25 avril 1961

(Mère arrive tenant en main un volume d’Alice Bailey: «Discipleship in the New Age» – les disciples de l’Age Nouveau – qu’on lui a envoyé récemment Pavitra, présent, montre à Mère une brochure qu’il a reçue de son côté: «World Goodwill Bulletin» – le Bulletin de la bonne-volonté mondiale – et proteste contre cette prolifération de mouvements qui tous prétendent faire «l’union du monde» et ces prosélytes qui font de la propagande dite spirituelle sans avoir trouvé eux-mêmes, en eux-mêmes, la vraie base spirituelle. Mère enchaîne:)

Mais ces gens ne peuvent pas sortir de leur éducation! Voilà une dame [A. Bailey] qui, paraît-il, est très célèbre (elle est morte maintenant), qui est devenue disciple d’un lama tibétain... et elle parle encore du Christ comme du seul Avatar! – Elle ne peut pas en sortir!

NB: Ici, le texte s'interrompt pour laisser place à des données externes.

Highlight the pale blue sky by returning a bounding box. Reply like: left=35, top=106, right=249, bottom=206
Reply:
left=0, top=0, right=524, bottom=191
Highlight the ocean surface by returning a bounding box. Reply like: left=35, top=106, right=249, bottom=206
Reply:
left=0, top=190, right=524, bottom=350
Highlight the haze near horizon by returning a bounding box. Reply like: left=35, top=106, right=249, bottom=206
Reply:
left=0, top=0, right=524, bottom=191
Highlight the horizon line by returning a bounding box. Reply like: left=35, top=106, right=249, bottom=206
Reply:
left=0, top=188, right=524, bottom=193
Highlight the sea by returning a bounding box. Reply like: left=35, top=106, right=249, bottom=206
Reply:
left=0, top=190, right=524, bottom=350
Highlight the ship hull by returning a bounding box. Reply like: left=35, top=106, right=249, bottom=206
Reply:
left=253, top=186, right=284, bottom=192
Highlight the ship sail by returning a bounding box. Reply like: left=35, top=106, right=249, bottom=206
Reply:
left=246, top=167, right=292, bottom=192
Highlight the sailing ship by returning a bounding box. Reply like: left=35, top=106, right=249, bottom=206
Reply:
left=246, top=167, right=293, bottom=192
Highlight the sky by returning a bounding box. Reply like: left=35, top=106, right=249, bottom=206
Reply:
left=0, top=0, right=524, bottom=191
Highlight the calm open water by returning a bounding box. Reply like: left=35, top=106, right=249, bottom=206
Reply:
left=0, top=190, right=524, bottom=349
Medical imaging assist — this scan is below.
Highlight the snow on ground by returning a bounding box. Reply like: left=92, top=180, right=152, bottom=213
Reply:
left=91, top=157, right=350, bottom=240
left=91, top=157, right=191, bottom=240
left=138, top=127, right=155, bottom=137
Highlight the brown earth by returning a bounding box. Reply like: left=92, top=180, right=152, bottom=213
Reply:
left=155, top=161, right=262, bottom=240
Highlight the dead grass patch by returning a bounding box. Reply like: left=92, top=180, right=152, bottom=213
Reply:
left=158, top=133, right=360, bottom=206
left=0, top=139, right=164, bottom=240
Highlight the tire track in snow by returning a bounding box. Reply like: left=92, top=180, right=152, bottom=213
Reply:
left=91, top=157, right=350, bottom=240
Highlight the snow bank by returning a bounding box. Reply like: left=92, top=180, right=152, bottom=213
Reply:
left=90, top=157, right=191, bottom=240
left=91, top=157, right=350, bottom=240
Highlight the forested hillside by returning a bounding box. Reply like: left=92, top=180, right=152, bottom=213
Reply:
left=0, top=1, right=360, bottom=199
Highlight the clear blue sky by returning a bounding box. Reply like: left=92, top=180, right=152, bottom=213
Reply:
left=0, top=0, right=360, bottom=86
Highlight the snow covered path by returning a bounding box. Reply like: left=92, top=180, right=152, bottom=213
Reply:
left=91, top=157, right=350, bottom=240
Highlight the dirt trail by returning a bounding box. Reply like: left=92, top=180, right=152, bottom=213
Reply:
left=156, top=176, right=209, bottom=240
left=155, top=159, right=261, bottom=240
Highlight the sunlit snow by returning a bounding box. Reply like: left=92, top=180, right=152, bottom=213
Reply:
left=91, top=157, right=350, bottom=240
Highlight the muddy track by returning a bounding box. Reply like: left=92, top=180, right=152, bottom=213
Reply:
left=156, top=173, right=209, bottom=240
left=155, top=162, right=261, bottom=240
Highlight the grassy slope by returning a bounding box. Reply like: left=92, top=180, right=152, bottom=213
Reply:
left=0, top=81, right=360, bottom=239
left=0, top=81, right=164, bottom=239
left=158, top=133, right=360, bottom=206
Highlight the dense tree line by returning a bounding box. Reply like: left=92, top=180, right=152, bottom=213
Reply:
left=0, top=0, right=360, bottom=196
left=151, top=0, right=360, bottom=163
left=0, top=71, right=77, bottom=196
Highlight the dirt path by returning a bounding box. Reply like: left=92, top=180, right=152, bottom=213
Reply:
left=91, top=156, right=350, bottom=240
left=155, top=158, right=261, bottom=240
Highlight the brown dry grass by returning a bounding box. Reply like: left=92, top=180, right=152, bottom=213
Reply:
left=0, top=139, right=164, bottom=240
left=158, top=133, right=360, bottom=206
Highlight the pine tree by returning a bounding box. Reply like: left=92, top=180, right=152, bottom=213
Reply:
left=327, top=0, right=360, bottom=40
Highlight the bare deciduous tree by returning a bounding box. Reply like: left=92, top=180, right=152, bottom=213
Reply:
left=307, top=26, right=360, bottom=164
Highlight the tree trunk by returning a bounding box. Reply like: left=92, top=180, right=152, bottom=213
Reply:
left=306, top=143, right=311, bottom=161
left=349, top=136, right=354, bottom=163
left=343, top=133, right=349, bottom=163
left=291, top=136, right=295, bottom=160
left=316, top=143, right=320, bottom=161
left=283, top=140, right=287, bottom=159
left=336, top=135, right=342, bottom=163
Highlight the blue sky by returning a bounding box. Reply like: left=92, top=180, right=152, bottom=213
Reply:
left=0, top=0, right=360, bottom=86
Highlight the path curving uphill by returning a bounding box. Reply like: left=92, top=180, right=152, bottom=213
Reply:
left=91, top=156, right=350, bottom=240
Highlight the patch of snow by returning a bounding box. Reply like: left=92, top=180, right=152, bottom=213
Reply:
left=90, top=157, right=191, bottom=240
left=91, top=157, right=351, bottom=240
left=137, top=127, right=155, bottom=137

Et chacun a la Vérité absolue!

(Riant) Mais ça m’a mis tellement en colère! (Pourquoi, colère? je ne sais pas), pas colère mais une espèce de... oh! on est excédé.

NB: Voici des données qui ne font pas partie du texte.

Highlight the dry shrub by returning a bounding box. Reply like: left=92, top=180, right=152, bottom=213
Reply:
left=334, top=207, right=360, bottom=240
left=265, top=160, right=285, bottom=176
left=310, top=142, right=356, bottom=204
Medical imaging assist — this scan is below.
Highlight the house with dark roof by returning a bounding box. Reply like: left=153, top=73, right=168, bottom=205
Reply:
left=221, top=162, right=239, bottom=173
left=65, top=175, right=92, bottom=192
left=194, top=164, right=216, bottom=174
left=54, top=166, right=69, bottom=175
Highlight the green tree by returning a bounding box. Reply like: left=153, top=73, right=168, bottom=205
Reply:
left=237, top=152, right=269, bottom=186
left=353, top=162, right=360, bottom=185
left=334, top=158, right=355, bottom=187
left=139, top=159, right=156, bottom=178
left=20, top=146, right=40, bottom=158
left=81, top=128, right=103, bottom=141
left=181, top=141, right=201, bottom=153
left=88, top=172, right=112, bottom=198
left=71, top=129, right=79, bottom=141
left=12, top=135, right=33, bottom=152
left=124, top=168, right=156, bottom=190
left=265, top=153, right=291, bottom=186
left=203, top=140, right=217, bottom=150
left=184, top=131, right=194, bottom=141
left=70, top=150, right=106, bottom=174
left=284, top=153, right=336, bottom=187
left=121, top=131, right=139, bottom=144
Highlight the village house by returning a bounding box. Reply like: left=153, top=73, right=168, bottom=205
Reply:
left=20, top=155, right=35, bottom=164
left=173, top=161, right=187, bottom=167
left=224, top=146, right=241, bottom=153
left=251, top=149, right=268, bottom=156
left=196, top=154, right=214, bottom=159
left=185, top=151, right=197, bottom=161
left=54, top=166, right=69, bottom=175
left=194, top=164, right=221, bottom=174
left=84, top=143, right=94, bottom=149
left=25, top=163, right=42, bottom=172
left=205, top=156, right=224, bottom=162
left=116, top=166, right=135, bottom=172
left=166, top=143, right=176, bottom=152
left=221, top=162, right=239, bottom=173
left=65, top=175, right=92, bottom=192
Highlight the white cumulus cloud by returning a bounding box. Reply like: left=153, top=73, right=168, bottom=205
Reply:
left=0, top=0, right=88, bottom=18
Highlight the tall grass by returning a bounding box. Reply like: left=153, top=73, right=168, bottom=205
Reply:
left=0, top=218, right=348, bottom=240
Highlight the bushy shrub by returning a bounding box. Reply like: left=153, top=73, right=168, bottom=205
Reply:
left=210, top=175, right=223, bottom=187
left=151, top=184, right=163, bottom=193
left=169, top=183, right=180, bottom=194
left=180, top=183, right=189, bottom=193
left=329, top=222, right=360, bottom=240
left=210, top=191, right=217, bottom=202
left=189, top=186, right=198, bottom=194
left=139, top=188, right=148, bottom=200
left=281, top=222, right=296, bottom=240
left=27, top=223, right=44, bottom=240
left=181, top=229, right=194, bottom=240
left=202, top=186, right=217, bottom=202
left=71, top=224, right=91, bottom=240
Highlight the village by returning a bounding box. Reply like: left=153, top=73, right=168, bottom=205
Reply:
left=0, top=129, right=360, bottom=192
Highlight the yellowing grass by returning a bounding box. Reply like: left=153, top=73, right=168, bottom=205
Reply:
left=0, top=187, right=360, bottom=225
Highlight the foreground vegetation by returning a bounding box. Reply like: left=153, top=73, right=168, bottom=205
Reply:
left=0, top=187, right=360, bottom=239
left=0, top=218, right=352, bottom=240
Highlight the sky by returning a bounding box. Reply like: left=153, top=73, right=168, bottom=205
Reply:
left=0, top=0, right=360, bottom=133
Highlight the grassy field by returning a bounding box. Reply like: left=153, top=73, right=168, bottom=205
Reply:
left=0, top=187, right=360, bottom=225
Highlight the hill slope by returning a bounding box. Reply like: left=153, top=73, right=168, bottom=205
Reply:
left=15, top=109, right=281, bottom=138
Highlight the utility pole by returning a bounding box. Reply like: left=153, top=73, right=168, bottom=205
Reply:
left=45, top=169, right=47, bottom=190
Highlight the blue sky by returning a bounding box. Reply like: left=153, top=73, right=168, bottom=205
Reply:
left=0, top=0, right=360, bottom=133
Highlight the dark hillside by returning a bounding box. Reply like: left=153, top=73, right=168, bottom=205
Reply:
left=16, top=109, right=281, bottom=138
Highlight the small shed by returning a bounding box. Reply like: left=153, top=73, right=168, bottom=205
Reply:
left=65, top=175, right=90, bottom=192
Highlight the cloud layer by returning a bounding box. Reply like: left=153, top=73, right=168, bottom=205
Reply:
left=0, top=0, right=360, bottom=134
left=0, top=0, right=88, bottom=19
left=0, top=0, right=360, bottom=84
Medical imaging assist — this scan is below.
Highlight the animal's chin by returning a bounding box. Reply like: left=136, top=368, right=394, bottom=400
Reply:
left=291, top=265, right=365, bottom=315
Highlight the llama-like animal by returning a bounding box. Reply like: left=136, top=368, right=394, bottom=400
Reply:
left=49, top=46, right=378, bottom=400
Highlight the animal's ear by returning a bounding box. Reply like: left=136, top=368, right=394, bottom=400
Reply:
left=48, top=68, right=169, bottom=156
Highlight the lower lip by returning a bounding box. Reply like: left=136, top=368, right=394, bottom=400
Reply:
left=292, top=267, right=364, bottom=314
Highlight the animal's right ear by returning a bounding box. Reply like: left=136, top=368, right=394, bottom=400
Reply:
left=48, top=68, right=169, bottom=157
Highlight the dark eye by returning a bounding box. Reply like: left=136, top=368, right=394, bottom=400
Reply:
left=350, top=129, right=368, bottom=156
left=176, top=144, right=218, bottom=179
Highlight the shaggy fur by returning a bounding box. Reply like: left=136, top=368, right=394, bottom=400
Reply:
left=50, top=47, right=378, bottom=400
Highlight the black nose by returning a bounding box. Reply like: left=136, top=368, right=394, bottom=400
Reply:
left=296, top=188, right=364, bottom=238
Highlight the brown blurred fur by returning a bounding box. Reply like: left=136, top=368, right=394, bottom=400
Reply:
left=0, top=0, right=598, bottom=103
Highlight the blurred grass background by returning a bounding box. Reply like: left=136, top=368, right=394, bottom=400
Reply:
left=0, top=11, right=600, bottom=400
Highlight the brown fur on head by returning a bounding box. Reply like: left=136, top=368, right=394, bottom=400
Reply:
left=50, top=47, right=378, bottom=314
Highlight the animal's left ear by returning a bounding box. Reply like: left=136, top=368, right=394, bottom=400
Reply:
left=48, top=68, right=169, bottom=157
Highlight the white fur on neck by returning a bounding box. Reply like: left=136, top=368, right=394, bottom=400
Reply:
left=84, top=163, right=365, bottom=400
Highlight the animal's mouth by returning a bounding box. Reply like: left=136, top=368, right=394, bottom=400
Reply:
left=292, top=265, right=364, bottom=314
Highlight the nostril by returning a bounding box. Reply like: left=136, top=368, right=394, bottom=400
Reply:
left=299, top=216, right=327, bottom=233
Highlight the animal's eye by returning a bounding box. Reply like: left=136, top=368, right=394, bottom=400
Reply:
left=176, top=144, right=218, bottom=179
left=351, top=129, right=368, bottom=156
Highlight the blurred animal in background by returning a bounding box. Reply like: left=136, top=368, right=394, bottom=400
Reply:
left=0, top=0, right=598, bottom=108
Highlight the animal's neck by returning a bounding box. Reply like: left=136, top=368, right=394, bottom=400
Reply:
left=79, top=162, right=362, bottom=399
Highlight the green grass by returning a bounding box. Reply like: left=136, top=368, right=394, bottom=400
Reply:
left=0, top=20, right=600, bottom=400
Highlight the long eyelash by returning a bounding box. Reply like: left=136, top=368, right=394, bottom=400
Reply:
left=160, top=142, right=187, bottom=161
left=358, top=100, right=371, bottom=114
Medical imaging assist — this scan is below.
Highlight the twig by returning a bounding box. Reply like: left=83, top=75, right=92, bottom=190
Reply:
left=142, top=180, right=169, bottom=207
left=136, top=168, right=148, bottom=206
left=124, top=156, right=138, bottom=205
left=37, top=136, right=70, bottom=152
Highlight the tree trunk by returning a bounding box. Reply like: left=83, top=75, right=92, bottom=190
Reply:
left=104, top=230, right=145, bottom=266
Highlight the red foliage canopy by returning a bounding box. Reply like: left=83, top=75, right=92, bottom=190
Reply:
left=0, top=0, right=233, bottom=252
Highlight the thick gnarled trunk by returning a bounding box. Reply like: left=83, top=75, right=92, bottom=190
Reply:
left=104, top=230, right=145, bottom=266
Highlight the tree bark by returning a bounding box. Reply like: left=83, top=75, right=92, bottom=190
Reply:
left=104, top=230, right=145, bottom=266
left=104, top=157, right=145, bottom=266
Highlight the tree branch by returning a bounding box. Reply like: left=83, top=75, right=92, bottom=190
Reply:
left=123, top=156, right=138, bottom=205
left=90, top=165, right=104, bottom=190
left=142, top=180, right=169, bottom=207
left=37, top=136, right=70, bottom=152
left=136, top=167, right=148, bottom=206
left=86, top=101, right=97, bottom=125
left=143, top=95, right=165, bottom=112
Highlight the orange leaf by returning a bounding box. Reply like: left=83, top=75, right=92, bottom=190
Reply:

Et je suis entourée de gens [ici-même] qui me disent: «J’envoie votre message à un tel, il faut qu’ils viennent ici, ils doivent vous rencontrer.» Oh!... je me suis dit: «Je m’en vais! je vais me cacher quelque part.» J’en ai assez.

Je ne veux pas être chef de groupe, oh! Seigneur non, à aucun prix! C’est dégoûtant.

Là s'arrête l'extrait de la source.